Business Wandsworth

Shareholders back United Utilities pay policy despite criticism over executive awards

United Utilities’ remuneration policy passed at its AGM with about three-quarters support, even after controversy over bonuses and a regulator sanction following a reservoir incident.

Shareholders back United Utilities pay policy despite criticism over executive awards
©Illustration AI Fraser Thompson / inforadar.co.uk

Shareholders at United Utilities have approved a new remuneration policy for the company’s executive directors despite vocal criticism from campaigners and some institutional advisers. The vote, taken at the firm’s annual general meeting on Friday, saw around 75.8% of votes cast in favour and 24.2% against.

What was approved and why it matters

The policy includes timebound retention arrangements described by the company as a way to secure senior leadership while it delivers major infrastructure investment. Under the plans, chief executive Louise Beardmore is in line for a so-called shares allowance of £435,000 a year, to be paid in instalments next August and February, with the requirement that those shares are held for at least two years.

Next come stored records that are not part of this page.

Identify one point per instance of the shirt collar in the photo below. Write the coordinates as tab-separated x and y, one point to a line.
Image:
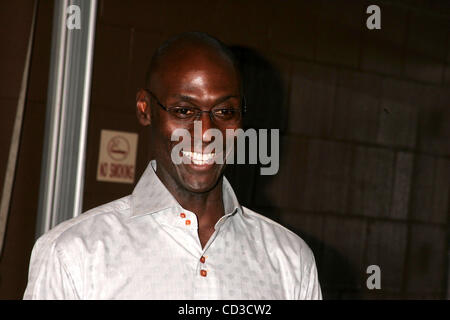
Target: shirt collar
150	195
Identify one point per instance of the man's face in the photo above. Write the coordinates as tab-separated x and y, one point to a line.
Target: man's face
197	81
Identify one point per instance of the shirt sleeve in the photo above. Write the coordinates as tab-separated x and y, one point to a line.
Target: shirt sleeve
49	278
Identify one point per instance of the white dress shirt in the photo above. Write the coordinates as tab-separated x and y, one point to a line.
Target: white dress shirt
146	246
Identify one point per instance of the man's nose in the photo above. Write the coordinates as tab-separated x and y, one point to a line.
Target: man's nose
207	124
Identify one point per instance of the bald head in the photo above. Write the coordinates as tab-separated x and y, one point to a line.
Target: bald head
189	50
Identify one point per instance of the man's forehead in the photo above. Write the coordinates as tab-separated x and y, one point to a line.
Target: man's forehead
186	57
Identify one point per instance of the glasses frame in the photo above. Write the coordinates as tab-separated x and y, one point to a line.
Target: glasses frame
198	112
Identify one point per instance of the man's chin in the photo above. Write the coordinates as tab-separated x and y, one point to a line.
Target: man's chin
199	178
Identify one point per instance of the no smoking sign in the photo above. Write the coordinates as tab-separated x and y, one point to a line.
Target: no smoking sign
117	156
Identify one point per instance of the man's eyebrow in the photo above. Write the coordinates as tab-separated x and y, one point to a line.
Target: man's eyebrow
187	98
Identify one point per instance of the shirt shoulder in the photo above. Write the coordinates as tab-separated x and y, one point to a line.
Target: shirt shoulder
90	222
279	238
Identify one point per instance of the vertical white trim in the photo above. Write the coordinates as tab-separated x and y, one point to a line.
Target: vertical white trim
62	176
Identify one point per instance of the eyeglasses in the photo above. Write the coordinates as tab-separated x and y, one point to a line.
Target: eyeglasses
219	114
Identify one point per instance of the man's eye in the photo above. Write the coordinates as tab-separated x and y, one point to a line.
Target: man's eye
226	112
183	112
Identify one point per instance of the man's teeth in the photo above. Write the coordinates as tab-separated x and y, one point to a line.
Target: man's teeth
199	158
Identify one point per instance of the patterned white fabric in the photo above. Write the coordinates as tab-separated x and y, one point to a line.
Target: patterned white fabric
141	247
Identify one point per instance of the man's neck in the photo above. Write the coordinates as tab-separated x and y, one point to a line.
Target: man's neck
208	206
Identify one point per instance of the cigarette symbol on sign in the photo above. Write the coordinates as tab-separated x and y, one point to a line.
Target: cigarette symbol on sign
118	148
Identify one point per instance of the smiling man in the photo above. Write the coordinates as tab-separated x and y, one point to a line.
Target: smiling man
182	233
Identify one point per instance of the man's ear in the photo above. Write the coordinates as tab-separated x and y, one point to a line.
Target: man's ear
143	111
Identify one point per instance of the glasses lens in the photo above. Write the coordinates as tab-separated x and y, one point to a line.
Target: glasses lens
182	112
227	114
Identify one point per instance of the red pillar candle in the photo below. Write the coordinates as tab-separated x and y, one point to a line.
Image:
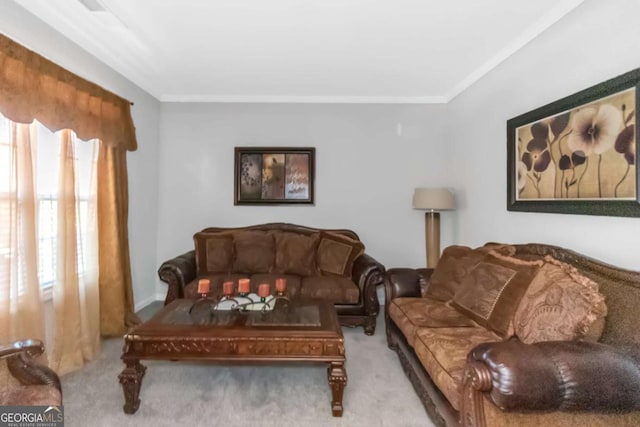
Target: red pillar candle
203	286
263	290
243	286
281	285
227	288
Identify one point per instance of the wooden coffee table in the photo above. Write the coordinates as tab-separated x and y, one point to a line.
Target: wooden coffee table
298	331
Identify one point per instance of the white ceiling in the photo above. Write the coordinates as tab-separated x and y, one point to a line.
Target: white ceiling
363	51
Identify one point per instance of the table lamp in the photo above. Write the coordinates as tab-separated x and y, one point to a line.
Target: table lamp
433	200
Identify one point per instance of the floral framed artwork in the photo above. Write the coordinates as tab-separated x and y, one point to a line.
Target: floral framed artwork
274	175
579	154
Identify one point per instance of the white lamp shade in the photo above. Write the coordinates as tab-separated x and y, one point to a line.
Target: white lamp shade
437	199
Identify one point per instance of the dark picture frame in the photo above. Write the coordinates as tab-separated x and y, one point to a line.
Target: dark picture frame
274	175
578	155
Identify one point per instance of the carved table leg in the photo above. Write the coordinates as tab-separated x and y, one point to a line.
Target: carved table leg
131	380
337	381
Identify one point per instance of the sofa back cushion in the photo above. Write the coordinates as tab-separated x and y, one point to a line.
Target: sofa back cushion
491	292
254	252
455	263
336	254
560	304
214	252
296	253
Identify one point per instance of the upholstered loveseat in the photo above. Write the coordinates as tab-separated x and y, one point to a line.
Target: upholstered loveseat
522	335
24	381
316	263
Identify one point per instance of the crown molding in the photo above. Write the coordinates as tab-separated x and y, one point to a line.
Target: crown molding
305	99
530	33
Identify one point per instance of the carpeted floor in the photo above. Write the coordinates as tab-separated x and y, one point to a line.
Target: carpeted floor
200	394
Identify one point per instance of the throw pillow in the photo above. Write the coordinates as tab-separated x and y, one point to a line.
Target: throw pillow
296	253
454	264
560	305
492	290
255	252
336	253
214	252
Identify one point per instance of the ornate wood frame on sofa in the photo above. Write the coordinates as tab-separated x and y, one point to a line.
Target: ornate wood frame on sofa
367	274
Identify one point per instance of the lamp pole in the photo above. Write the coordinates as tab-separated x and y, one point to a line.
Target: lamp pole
432	237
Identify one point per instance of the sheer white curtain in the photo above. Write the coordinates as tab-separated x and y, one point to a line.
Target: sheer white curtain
20	300
48	242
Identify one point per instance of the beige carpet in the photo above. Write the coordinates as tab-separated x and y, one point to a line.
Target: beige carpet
200	394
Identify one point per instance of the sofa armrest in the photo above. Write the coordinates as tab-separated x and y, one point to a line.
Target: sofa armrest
177	272
549	376
368	273
22	363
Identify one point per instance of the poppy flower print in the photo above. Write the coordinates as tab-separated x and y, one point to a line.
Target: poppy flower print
588	152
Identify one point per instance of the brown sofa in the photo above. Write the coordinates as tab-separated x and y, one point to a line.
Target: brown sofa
29	382
521	335
317	263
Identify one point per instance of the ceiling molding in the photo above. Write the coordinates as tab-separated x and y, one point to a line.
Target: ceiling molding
306	99
137	72
553	16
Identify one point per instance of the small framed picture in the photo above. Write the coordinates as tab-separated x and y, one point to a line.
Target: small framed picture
274	175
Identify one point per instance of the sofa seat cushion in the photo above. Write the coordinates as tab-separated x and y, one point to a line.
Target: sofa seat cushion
443	354
215	284
412	313
492	290
338	290
293	283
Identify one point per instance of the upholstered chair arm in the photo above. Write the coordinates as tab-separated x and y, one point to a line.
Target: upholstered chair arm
406	282
554	375
368	273
177	272
20	357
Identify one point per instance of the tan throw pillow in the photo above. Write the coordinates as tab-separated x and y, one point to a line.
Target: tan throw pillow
336	253
454	264
254	250
492	290
560	305
296	253
214	252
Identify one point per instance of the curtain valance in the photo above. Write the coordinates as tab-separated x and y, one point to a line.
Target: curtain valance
32	87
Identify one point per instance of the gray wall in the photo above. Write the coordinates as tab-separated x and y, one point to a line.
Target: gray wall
597	41
181	177
365	172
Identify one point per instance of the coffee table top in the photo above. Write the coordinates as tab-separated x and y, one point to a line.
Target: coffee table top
187	317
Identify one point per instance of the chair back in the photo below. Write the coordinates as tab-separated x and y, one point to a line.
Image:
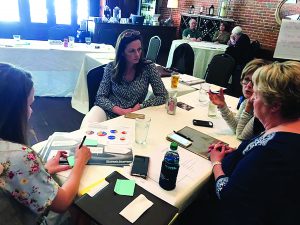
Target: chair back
220	69
153	48
183	59
59	32
94	78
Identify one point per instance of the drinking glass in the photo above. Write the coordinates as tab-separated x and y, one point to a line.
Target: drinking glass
88	40
203	92
71	41
141	129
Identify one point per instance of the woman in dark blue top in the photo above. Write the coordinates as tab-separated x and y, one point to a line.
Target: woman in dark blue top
258	182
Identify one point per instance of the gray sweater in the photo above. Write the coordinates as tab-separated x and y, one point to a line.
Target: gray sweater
241	123
128	93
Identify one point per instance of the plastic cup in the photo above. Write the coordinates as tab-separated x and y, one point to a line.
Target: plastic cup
203	92
71	41
88	40
17	37
141	129
212	109
174	80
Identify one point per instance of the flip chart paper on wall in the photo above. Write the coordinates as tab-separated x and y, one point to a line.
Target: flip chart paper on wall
288	43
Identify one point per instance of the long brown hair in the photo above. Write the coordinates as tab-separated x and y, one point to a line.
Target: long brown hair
125	38
15	87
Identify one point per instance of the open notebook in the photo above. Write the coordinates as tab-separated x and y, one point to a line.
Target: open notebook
200	141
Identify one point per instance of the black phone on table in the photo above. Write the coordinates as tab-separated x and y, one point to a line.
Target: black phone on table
183	141
203	123
140	166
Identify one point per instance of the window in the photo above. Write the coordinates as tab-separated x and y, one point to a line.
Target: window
38	11
9	11
82	10
63	11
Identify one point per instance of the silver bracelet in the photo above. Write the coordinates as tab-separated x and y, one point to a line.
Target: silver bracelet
215	163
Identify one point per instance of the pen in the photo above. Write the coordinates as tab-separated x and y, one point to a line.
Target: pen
182	136
83	139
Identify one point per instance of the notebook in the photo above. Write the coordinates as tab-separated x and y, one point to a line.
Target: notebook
105	206
200	140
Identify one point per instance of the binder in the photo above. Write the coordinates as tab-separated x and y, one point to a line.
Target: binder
200	141
105	206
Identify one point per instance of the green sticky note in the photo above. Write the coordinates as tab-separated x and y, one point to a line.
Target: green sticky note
90	142
71	160
124	187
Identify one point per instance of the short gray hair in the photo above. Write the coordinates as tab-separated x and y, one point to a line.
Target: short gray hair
237	30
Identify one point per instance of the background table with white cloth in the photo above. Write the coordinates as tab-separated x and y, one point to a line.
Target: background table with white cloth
204	52
80	98
54	68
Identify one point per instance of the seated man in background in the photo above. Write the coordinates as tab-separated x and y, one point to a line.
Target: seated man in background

The vote follows intense scrutiny since Ofwat, the water industry regulator, denied Ms Beardmore a bonus for 2024-25 after a reservoir incident in December 2024 that resulted in significant fish deaths. The episode prompted questions about how pay aligns with performance and environmental outcomes.

“None of the remuneration paid to our executive directors is paid for by customers,”

The company reiterated this line after the AGM and emphasised the scale of investment it says it is undertaking across its region.

Numbers at a glance

Item Figure
Votes in favour 75.8%
Votes against 24.2%
Chief executive shares allowance £435,000 per year
Previously denied bonus (2024-25) £417,000 (denied by Ofwat)
Bonus reported for 2025-26 £830,000 (awarded, according to the annual report)

Reaction and wider debate

Critics argue that the remuneration changes risk insulating pay from performance. The shareholder advisory group Institutional Shareholder Services recommended investors reject the proposals, suggesting they weaken the link between pay and company outcomes.

Liberal Democrat environment spokesman Tim Farron described the wider issue as industry-wide attempts to avoid accountability as ministers consider measures to curb executive bonuses in utilities. The company said the retained policy is necessary to ensure it has leaders capable of delivering a large capital programme and supporting thousands of jobs.

  • Investor support: the package secured a clear majority at the AGM.
  • Regulatory context: Ofwat prevented an earlier bonus following an environmental incident.
  • Company justification: United Utilities cited major planned infrastructure investment and the need for leadership continuity.

The decision is likely to keep scrutiny on how water companies’ pay practices are judged by regulators, investors and the public, particularly where environmental incidents have occurred. United Utilities said it will continue to consult with shareholders as it implements the policy.